English phrases | Russian phrases | Turkish phrases
Translate.vc / Turkish → Spanish / [ Ş ] / Şuna da bak

Şuna da bak translate Spanish

806 parallel translation
Şuna da bakın!
¡ Qué espectáculo!
Şuna da bakın.
Mira eso
Şuna da bakın!
Es una preciosidad. - Es una monada.
Şuna da bak.
Mírate.
- Şuna da bakın.
Y esto, mire.
- Şuna da bakın!
- ¡ Miradle!
Şuna da bakın.
Miradla.
Şuna da bakın.
Hey, mira eso, ahora.
Şuna da bakın hele, inkar da etmiyor.
Mirad... ¡ No lo niega!
Şuna da bakın. Küçük kız kardeşimiz denizdeki mezarından dönmüş.
Mira nuestra hermanita se recupera de una inmersión casi mortal.
Şuna da bakın hele,
Mira esto.
Şuna da bak! Her kelimeyi anlıyor!
Fíjate, comprende cada palabra.
- Siz düşük seviyeye sahipsiniz, dostum bizse yüksek seviyeye. - Şuna da bakın.
- Escúchenlo.
Şuna da bak.
Mire esto.
Şuna da bakın, paçavrayla uyuyor. Hazine bulmuş sanki.
Has agarrado un trapo en la mano y duermes con él como si fuera un tesoro.
Çok ilgimi çektiği için ona sormuştum. Şuna da bakın hele!
Me interesó mucho.
Şuna da bak!
¡ Y mira esto!
Şuna da bak! Ufaklık seni!
Vaya, pero si es mi peón.
Şuna da bakın, şımarık sürtük.
Miradla, la golfa embarazada.
Şuna da bakın!
¡ Mira a esa!
Şuna da bak. Kim geliyor?
Bueno, bueno... mira quién está de visita.
Şuna da bakın, neler saçmalıyor. Defol git buradan, kalın kafalı şey.
¡ Mira, el desastre que has hecho cabeza hueca!
Şuna da bakın.
Mira eso.
Şuna da bakın hele. Centilmencilik oynuyor.
Mírenlo, haciéndose el caballero.
Al da şuna bir bak.
Eh, echa un ojo a esto.
Şuna da bir bak.
¡ Querida! ¡ Mira esto!
Biliyor musun, ne kadar da garip. Şu Lawson eskiden en fazla bir Teksas öküzü kadar zarifti. Şimdiyse bir bak şuna.
Es cómico.Este Lawson era tan gracioso como un joven buey texano.
Şuna da bir bakın.
Anda, qué listo.
Bak şuna.
Da riqueza.
Şuna bak, amma da büyümüş!
¡ Mira como ha crecido!
Şuna da bakın.
Mírale.
Şuna bak! Benim tek bir kalbim var ve onu da Mario'ya vereceğim!
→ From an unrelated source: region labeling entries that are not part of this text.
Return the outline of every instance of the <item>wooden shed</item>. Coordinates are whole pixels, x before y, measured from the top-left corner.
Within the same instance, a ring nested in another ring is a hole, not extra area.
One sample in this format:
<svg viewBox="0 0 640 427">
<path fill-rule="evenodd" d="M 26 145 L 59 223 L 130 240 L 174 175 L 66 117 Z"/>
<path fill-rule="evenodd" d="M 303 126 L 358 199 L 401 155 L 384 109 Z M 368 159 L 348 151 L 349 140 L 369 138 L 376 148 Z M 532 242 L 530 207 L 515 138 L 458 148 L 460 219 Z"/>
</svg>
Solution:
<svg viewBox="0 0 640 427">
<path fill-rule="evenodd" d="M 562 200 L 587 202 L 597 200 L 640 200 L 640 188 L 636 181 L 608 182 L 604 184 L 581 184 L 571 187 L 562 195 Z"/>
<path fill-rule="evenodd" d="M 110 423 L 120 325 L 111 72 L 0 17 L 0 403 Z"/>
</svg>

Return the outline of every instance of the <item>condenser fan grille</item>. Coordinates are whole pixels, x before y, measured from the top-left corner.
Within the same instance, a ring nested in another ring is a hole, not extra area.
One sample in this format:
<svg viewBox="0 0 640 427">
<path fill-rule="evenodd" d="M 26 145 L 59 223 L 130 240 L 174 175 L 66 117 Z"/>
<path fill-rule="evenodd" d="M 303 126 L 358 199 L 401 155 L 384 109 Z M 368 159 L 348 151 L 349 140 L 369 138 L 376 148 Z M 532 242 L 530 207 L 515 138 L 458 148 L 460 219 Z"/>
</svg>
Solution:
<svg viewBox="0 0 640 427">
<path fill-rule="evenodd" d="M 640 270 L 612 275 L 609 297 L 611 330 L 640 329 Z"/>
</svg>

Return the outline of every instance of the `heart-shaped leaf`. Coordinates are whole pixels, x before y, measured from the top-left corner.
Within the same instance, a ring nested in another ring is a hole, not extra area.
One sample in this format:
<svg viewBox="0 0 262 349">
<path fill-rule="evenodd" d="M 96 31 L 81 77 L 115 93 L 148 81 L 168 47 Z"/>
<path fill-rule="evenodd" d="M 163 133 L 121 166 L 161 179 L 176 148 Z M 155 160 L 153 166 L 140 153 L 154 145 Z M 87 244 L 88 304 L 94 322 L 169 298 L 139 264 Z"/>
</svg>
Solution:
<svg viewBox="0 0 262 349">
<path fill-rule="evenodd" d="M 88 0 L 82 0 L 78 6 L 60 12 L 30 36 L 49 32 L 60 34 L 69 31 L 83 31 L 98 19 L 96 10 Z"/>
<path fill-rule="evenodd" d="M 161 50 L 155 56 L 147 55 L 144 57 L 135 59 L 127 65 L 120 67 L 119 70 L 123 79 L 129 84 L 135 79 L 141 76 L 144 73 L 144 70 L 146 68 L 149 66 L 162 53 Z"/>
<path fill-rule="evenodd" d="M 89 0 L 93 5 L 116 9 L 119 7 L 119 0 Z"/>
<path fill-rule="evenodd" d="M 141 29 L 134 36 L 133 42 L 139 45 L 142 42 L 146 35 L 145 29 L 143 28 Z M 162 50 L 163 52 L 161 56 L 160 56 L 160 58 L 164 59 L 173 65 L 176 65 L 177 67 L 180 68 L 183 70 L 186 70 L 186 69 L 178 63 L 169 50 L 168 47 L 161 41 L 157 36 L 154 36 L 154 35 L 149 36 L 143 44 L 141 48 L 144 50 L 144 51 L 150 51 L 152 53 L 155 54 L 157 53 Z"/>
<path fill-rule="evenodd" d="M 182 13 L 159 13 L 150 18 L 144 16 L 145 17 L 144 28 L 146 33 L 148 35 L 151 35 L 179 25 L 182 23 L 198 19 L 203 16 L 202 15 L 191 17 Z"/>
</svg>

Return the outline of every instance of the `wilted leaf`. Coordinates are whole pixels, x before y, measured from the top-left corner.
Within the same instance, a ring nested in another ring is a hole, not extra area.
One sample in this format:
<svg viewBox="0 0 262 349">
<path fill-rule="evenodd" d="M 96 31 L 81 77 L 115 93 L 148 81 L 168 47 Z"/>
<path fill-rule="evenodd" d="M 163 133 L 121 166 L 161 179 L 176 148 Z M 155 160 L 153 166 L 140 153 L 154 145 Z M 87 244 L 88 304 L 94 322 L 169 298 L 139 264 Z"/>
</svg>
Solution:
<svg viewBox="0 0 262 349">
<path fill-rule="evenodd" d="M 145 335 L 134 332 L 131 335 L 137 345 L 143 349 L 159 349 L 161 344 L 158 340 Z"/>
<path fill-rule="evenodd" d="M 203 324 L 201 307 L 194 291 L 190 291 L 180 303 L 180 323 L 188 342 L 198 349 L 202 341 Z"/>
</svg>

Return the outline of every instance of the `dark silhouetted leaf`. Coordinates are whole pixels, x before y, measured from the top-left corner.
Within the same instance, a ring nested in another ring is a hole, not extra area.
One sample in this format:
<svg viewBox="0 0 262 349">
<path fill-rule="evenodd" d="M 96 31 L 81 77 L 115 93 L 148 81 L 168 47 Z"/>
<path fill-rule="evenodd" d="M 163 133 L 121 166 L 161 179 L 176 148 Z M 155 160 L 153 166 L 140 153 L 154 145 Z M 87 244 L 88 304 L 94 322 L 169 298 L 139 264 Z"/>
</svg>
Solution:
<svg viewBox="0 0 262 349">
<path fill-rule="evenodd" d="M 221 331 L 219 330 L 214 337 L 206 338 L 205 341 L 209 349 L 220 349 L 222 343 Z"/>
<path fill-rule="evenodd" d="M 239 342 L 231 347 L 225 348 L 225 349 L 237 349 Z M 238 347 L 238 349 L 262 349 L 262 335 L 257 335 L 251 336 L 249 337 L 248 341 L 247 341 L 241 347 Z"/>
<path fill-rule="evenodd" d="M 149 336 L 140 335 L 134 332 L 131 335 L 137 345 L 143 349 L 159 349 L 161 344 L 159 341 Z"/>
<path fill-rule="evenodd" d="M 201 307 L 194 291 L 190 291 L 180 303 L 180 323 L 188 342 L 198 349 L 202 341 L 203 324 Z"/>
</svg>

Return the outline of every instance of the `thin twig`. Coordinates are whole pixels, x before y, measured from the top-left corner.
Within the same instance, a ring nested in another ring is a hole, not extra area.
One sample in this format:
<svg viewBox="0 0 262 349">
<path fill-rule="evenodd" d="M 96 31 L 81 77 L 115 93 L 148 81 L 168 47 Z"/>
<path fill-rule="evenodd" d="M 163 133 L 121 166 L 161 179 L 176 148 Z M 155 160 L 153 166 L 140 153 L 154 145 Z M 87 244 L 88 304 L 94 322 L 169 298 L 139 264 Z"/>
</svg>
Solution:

¡ Solo hay un corazón en mi pecho y quiero dárselo a Mario!
- Şuna da bak!
¡ Tío bueno!
- Şuna da bak sen!
- ¡ Calla, mocoso!
Sonra da kapı! Şuna bak!
Y mira cómo está la puerta.
Şuna bakın! Şuna bakın!
- ¡ Me da igual!
Şuna da bir bakın!
Mira, mira qué hermoso niño.
Şuna bak! Boşal da semerini yer derler adama!
Coman todo, quién sabe si ésta no será su última cena.
- Şuna bakın, bu da ne?
¿ Qué es este asunto, jefe?
Şuna da bakın!
¡ óiganla!
Şuna bak, havuz ya da tekneye benziyor.
Eso parece una piscina o tina.
Bakın şuna, nasıl da yanıyor, hergele!
¡ Miren cómo arde ese bastardo!
- Hey tam karşıda, şuna bakın.
Allí, sobre esa elevación, miren.
Şuna bakın. Yakışıklı da, değil mi?
¡ Vaya, sí que es guapo!
- Şuna da bakın!
- Mira.
Şuna bak, onun kolunda da var.
Como el... mire. Están todas en sus brazos.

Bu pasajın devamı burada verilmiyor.